Cuando la descubrí en la escalera, yo subía parsimoniosa, ensimismada con la imagen del sacrificio del cordero y los santos menesterosos tan menguados porque sólo comen una vez al año. Pensaba en lo que contaba un día Baquero – “no se sueña lo mismo cuando se in-cor-po-ra carne que cuando se in-cor-po-ra pescado, chico” - ¿Y qué se sueña cuando no se come?
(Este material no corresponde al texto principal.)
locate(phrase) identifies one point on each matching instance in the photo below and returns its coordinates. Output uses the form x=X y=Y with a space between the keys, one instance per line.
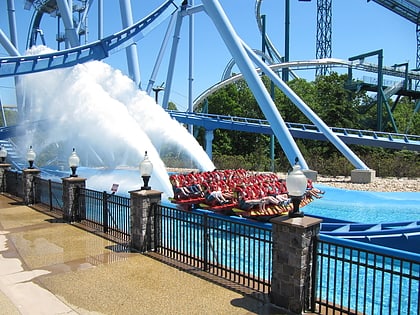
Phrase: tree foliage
x=336 y=105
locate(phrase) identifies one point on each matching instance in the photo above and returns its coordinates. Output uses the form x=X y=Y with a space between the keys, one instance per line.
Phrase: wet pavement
x=51 y=267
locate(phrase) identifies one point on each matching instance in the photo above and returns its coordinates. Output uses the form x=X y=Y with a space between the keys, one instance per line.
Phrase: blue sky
x=358 y=27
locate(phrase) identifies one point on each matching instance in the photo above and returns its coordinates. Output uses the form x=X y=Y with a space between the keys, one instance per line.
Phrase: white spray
x=95 y=106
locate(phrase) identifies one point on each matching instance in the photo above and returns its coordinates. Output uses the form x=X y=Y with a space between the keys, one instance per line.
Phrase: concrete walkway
x=51 y=267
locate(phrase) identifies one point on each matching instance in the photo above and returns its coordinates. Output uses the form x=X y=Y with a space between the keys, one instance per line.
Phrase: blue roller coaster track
x=246 y=60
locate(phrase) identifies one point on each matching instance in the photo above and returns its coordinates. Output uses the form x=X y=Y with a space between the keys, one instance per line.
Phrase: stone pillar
x=363 y=176
x=293 y=241
x=29 y=190
x=3 y=168
x=73 y=209
x=145 y=229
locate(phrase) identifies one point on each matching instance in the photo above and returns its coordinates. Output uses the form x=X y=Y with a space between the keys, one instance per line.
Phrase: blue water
x=365 y=206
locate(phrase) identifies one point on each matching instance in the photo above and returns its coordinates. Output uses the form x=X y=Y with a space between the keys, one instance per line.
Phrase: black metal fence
x=49 y=193
x=14 y=183
x=351 y=277
x=108 y=213
x=232 y=248
x=358 y=278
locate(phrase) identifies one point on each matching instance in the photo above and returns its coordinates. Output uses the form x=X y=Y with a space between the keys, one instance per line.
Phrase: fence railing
x=232 y=248
x=14 y=183
x=359 y=278
x=107 y=212
x=351 y=277
x=49 y=193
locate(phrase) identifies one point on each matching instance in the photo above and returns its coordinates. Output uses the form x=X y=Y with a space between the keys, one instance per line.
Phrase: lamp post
x=74 y=163
x=3 y=154
x=157 y=90
x=146 y=169
x=296 y=183
x=30 y=157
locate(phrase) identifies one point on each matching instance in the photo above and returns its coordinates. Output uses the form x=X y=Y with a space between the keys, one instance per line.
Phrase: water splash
x=98 y=110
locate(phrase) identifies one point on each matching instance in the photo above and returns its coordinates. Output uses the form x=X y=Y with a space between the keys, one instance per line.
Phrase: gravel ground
x=386 y=184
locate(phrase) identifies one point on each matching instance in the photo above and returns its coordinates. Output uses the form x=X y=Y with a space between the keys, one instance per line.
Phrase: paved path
x=51 y=267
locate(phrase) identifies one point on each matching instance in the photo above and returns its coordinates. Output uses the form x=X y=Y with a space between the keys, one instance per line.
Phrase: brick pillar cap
x=32 y=170
x=74 y=179
x=145 y=193
x=303 y=222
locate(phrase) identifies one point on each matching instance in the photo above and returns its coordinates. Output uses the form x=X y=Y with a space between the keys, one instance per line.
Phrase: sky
x=358 y=27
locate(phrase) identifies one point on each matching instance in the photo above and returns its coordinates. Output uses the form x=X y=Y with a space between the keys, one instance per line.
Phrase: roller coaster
x=249 y=63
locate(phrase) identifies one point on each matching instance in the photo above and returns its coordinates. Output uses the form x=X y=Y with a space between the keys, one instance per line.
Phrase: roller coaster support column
x=379 y=92
x=234 y=44
x=131 y=51
x=209 y=143
x=309 y=113
x=66 y=14
x=172 y=58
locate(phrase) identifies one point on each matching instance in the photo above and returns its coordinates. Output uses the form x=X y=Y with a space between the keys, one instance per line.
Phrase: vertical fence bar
x=50 y=194
x=105 y=212
x=205 y=243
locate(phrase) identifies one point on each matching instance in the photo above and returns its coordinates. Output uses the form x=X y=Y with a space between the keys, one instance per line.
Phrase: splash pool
x=365 y=206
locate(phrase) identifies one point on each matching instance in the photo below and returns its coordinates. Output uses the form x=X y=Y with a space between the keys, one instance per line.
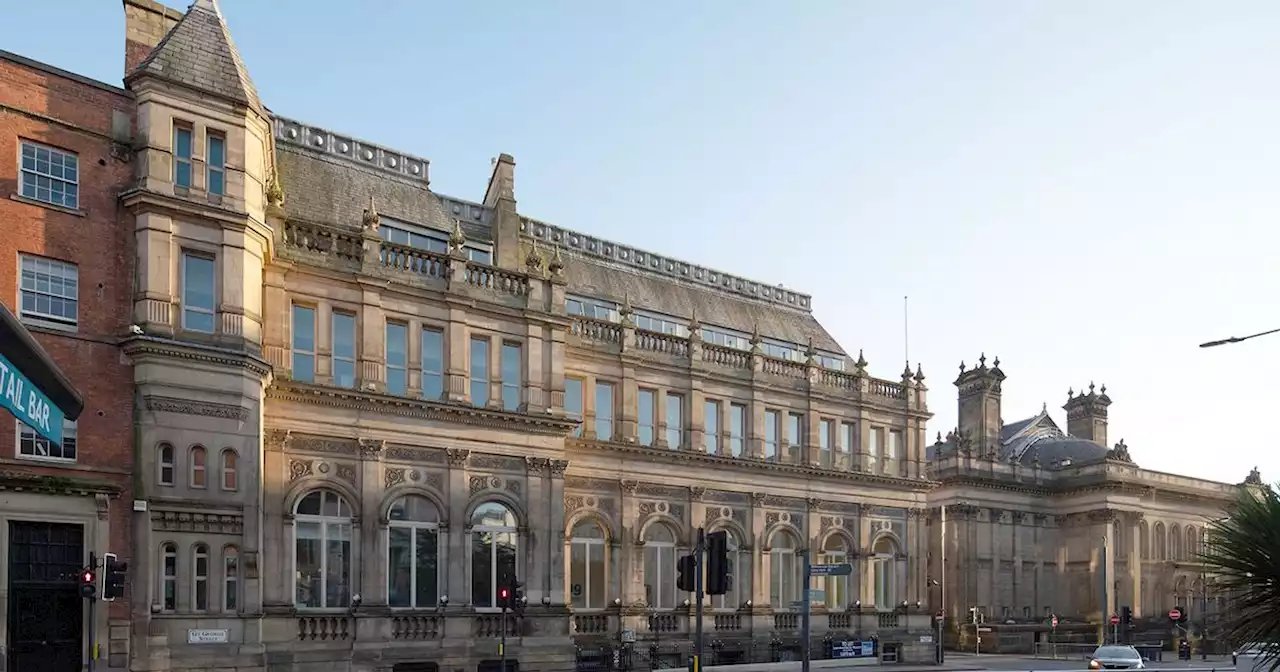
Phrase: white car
x=1116 y=657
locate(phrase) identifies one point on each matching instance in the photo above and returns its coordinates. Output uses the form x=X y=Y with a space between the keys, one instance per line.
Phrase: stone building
x=67 y=277
x=365 y=406
x=1038 y=520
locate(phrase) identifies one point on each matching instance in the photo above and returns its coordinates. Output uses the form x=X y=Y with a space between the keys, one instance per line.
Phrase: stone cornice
x=63 y=485
x=547 y=425
x=685 y=457
x=140 y=347
x=142 y=200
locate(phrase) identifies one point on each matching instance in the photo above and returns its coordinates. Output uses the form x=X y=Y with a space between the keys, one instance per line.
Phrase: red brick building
x=67 y=272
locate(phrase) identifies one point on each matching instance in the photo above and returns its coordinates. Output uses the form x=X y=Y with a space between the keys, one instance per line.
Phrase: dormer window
x=432 y=241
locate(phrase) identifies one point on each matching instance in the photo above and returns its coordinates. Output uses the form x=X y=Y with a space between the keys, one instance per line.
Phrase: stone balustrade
x=435 y=626
x=616 y=337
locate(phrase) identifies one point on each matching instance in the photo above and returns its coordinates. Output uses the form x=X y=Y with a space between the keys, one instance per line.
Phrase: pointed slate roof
x=199 y=53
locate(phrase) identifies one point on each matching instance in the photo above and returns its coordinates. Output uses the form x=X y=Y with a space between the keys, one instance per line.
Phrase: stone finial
x=457 y=238
x=274 y=193
x=371 y=219
x=534 y=259
x=557 y=265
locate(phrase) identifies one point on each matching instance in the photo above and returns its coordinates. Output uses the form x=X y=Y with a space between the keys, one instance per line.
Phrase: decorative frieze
x=408 y=453
x=586 y=483
x=187 y=521
x=173 y=405
x=496 y=462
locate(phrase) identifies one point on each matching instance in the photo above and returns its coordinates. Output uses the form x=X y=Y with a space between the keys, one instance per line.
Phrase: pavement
x=968 y=662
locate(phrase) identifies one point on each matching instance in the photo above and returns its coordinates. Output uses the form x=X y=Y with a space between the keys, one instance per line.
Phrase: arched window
x=784 y=570
x=659 y=567
x=740 y=576
x=412 y=566
x=231 y=478
x=885 y=566
x=835 y=588
x=586 y=572
x=200 y=579
x=321 y=531
x=164 y=465
x=493 y=552
x=231 y=579
x=197 y=467
x=169 y=576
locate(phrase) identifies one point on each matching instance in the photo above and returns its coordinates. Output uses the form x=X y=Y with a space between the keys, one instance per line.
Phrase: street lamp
x=1235 y=339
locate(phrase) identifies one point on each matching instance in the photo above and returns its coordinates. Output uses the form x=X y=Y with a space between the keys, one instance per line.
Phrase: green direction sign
x=831 y=570
x=28 y=403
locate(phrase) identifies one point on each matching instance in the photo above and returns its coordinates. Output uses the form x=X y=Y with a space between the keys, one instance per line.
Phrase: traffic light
x=517 y=599
x=88 y=579
x=113 y=576
x=686 y=574
x=717 y=563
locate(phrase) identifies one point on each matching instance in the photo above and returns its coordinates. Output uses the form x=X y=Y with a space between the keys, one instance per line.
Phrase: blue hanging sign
x=28 y=403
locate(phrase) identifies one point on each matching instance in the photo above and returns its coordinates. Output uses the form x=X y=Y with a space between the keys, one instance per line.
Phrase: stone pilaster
x=457 y=572
x=542 y=530
x=371 y=342
x=457 y=342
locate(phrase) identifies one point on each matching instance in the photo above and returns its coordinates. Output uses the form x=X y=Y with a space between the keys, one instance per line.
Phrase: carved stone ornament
x=371 y=448
x=298 y=469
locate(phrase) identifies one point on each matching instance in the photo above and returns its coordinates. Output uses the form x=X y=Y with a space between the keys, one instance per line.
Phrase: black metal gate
x=46 y=612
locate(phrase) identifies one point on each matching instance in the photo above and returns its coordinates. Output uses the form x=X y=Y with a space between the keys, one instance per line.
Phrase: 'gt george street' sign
x=28 y=403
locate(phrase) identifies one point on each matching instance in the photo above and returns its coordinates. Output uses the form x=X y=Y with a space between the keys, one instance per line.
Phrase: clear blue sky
x=1086 y=188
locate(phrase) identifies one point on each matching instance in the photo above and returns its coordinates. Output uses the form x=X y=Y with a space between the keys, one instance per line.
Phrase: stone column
x=632 y=552
x=457 y=342
x=542 y=534
x=371 y=342
x=457 y=571
x=373 y=525
x=556 y=551
x=1134 y=531
x=535 y=375
x=759 y=557
x=629 y=393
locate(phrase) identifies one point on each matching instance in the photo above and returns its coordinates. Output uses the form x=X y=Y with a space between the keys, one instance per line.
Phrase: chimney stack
x=146 y=22
x=1087 y=415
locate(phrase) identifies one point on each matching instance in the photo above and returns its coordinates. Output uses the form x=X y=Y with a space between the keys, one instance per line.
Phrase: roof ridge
x=199 y=53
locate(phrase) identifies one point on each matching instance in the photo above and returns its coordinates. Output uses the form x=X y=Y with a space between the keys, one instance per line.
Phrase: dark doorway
x=46 y=612
x=416 y=667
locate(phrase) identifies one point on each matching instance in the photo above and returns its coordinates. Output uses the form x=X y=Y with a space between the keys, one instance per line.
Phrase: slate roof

Sin salirme de mi sombra, a cuestas con mi propia biografía, declaro que, los sueños se tuercen y pueden borrar los recuerdos, y entonces se trocan en pesadillas, porque ya no se puede volver a soñar con el hielo, el mar y los trenes. En definitiva, hacen lo que quieren, los sueños, como le hizo Ana Karenina a Tolstoy, perdió el control sobre ella. Aunque el ruso en aquella época sí comía. Y no se libró de la pesadumbre.
Nos tropezamos casi como desde una pregunta, sin evitarlo, ¿cuánto dura el futuro?, quizá estuviera preguntándome mi pequeña y dulce ramera. La eternidad y un día, le habría contestado yo en nombre de Angelopoulus, pero no, ella quería saber sobre mi abrigo. Lo llevaba sobre los hombros y me lo arrancó, con la determinación de los tiranos, aunque no los que vendieron el mar Caribe con todo lo que tenía dentro.
Me acordé de todos los sidis y la inmolación de los corderos, las gacelas que siempre vuelven al páramo - según un dicho saharaui -, la sagrada tradición de compartir con los necesitados, de los imohag o príncipes de las tierras vacías, de Dar as-Salaam, ciudad de la paz o tengamos la fiesta en paz, ¡eh!, incluso visualicé una gumía afilada y resplandeciente. Qué más da. Quédatelo, querida, ya sé que acaso en tu morada no entran los ángeles, incluso aunque no convivas con un perro. Luego me tocó seductora el cabello - ¿eua stari? –, qué hay de nuevo viejo (con voz piadosa de Bugs Bunny) o algo así, le pregunté. Ella me dijo resolutiva y en su idioma cautivo, el francés - ¡ oh, qué suave, dámelo! -, y acentuando el gesto desquiciado de su mano, quiso arramblarlo.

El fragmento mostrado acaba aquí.